“Depois das calamidades deste ano e com megaprojetos vamos ter mais dívida”, diz Cadilhe
Economista defende que reforma do Estado passa por acabar com centralismo e diz que se houvesse regionalização, megaprojetos como novo aeroporto para responder a turismo de massa seriam questionados.
O ex-ministro das Finanças Miguel Cadilhe defende que é preciso combater o “centralismo”, dando voz às várias regiões.
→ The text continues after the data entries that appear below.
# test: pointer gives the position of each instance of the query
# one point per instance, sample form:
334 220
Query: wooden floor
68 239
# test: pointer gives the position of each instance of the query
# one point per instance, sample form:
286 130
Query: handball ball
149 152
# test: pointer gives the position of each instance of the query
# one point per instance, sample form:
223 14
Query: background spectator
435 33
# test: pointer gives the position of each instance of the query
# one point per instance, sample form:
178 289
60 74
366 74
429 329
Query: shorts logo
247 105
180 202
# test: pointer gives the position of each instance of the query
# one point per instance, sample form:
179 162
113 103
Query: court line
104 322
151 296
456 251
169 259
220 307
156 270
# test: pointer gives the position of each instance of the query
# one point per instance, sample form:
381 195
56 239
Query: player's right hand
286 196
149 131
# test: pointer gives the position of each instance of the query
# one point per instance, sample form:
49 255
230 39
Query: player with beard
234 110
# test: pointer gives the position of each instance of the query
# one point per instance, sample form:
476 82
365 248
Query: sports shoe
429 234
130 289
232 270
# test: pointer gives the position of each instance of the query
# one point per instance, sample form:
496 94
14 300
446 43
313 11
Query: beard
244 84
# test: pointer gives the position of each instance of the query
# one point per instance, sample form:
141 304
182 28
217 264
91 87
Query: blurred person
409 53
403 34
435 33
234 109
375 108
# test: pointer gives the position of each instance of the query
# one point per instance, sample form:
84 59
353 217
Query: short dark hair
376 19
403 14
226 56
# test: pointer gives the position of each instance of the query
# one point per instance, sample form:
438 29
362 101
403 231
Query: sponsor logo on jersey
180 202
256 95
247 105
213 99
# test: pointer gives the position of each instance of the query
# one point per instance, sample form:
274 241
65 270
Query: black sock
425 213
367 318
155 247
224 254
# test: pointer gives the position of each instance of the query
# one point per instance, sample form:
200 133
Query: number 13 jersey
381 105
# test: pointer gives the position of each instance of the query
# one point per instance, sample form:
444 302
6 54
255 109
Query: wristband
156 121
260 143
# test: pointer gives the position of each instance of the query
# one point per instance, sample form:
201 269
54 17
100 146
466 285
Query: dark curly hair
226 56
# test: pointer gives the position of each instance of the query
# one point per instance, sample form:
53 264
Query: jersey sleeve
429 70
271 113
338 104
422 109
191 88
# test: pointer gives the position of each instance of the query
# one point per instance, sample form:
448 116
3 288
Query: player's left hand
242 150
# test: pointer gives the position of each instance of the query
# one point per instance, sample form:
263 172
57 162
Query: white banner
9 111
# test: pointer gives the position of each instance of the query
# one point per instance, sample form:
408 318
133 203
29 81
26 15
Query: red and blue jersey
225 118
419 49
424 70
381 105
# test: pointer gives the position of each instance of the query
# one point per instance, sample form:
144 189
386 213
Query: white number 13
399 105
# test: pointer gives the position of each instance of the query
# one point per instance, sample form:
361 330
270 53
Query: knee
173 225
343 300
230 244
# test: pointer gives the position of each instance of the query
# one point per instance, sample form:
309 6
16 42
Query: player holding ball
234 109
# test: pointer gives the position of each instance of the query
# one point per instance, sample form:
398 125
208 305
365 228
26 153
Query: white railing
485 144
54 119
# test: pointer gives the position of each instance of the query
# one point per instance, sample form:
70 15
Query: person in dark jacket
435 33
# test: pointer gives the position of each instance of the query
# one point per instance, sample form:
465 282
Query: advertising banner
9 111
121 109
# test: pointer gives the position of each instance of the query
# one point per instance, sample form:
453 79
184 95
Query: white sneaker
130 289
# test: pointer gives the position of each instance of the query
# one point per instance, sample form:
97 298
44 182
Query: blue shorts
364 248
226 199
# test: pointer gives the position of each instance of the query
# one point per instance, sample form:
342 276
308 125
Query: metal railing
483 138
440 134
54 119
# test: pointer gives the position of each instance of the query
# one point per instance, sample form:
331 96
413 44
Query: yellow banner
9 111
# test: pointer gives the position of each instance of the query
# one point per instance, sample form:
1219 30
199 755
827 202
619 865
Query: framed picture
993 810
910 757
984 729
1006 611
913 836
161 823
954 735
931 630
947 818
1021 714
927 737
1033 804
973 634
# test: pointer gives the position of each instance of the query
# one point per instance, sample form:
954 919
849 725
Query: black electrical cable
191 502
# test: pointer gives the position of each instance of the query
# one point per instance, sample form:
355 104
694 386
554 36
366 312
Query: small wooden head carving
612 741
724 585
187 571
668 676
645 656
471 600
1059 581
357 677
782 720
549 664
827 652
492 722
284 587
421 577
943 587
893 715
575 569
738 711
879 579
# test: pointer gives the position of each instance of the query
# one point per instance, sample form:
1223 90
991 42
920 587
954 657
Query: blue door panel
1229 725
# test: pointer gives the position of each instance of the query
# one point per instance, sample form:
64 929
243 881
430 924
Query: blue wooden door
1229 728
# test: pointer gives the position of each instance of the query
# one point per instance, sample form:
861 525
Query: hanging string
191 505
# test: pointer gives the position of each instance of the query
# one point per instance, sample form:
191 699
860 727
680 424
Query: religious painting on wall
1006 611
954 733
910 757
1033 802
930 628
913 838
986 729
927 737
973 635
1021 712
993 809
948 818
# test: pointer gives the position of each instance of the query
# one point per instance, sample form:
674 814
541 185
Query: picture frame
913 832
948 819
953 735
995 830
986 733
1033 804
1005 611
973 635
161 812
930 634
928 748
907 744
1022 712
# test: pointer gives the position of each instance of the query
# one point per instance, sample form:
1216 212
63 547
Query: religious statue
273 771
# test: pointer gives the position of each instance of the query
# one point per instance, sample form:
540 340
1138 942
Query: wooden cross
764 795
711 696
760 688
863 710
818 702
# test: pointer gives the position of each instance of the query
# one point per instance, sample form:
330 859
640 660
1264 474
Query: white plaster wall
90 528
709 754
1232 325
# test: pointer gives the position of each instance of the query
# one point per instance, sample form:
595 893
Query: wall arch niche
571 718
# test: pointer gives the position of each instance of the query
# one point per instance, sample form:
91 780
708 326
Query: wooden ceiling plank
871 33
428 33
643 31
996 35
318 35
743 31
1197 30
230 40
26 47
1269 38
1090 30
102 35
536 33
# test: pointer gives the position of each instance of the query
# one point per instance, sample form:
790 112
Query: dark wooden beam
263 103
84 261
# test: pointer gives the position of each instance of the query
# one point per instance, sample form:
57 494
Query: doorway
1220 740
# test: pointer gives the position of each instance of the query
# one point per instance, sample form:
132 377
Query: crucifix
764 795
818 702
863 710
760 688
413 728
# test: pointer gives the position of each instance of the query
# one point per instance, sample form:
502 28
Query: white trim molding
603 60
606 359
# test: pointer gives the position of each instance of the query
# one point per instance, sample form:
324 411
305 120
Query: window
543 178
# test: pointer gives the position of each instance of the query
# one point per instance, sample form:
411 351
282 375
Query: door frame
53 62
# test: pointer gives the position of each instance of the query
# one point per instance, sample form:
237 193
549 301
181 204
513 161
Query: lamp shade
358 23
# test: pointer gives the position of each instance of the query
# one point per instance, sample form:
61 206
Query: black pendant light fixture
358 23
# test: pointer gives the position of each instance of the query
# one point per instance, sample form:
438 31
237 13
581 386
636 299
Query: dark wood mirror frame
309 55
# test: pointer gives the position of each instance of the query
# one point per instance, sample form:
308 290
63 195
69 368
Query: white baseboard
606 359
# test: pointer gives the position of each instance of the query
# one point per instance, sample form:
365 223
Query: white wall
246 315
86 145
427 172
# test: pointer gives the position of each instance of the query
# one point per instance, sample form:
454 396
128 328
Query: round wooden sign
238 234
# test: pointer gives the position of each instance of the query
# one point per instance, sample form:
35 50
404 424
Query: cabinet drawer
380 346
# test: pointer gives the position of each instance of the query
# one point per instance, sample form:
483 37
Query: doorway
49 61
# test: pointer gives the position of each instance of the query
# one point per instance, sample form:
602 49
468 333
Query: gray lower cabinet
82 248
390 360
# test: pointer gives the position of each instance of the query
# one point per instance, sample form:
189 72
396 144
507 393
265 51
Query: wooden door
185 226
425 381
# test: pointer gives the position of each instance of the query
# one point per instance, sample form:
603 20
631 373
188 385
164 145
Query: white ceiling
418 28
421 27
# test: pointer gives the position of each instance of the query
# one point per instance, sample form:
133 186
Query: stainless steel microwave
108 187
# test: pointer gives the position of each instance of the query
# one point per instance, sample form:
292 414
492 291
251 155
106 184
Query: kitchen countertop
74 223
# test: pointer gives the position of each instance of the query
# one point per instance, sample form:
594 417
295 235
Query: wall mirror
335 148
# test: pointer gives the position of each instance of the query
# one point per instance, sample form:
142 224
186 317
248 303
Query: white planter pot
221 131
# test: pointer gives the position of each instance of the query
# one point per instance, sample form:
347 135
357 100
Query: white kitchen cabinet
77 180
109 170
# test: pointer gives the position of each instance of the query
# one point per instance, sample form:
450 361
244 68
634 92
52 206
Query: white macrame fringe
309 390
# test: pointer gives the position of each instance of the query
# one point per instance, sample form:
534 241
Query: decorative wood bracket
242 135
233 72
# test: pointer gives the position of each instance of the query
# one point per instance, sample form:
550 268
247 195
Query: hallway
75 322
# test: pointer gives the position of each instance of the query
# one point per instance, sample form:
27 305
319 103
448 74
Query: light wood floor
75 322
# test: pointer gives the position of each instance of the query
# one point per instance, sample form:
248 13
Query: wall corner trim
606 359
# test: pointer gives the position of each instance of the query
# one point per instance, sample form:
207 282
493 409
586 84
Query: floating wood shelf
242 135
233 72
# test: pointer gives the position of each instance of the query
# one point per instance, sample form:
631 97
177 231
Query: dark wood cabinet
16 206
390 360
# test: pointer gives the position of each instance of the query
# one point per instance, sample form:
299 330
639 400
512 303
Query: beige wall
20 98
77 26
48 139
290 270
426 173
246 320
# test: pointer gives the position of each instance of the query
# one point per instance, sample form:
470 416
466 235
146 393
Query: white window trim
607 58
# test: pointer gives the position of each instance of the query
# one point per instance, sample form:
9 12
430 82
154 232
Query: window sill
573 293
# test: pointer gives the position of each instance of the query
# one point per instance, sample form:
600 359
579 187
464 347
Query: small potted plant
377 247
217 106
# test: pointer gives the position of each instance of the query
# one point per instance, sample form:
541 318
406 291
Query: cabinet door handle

Sobre o novo aeroporto de Lisboa, projetado para responder ao turismo “de massa”, o economista realça que se houvesse regionalização, vozes levantar-se-iam contra este investimento que vai absorver “dinheiros que são escassos”. Sobre as finanças públicas avisa que, apesar de a dívida pública ter baixado nos últimos anos, o rácio vai voltar a subir depois das calamidades deste ano e com os megaprojetos em andamento.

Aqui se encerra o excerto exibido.